Çoğu insanın kafasında faiz düşerse kur yükselir diye bir ilişki şekillenmiş olduğu için Merkez Bankası’nın faizi indirmesi sonrasında kur da düşünce ortaya bir şaşkınlık tablosu çıktı.
Ekonomide (daha çok finansta) bazı kestirme yargılar öne sürülür. Mesela “faiz düşerse borsa yükselir” denir. Bu genel olarak doğru bir tespittir. Çünkü mevduat ve tahvil ile borsa yatırımı genellikle birbirine rakiptir. Faiz düştüğünde oradaki kazanç azalacağı için yatırımcılar borsaya (hisse senedi alımına) yönelebilir. Burada üçüncü bir değişkene bakmaya gerek kalmaz.
Buna karşılık faiz ile kur ilişkisine gelindiğinde bu iki değişken birbirini açıklamaya yetmeyebilir. Enflasyona da bakmak gerekir. Faiz düştüğünde eğer enflasyon için beklenti artış yönündeyse o zaman kur yükselir.
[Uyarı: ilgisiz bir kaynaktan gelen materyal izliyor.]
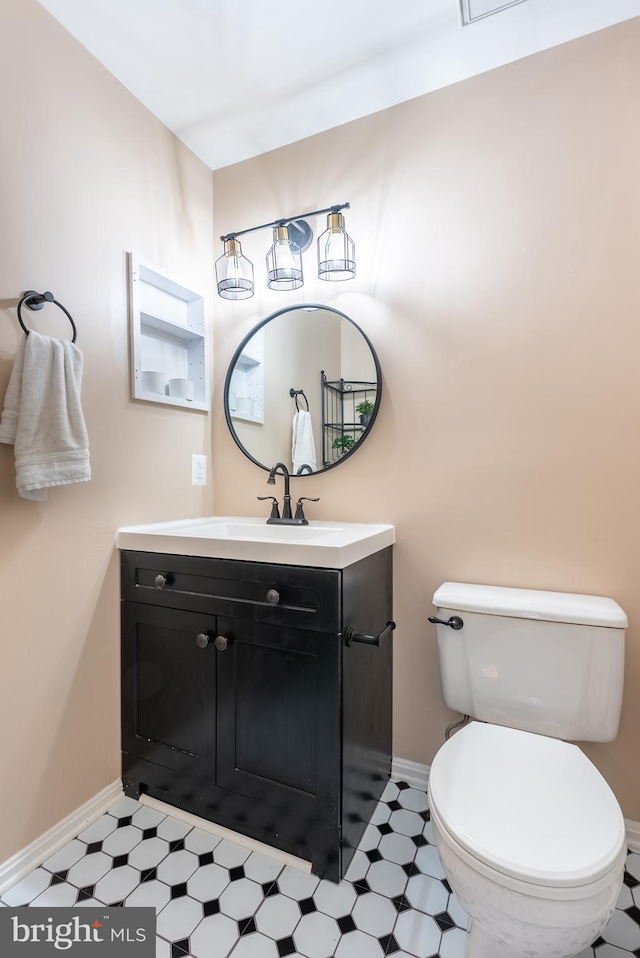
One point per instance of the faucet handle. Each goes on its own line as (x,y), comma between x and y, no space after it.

Buna karşılık faiz düştüğünde eğer enflasyon beklentisi de düşüş yönündeyse ve faizdeki düşüş reel faizi sıfırlamayacak düzeydeyse kur düşebilir. Dolayısıyla “faiz düştüğünde kur yükselir” yargısı her zaman ve her yerde doğru değildir. Mutlaka bu iki değişkenin yanında enflasyona ve CDS primine de bakmak gerekir.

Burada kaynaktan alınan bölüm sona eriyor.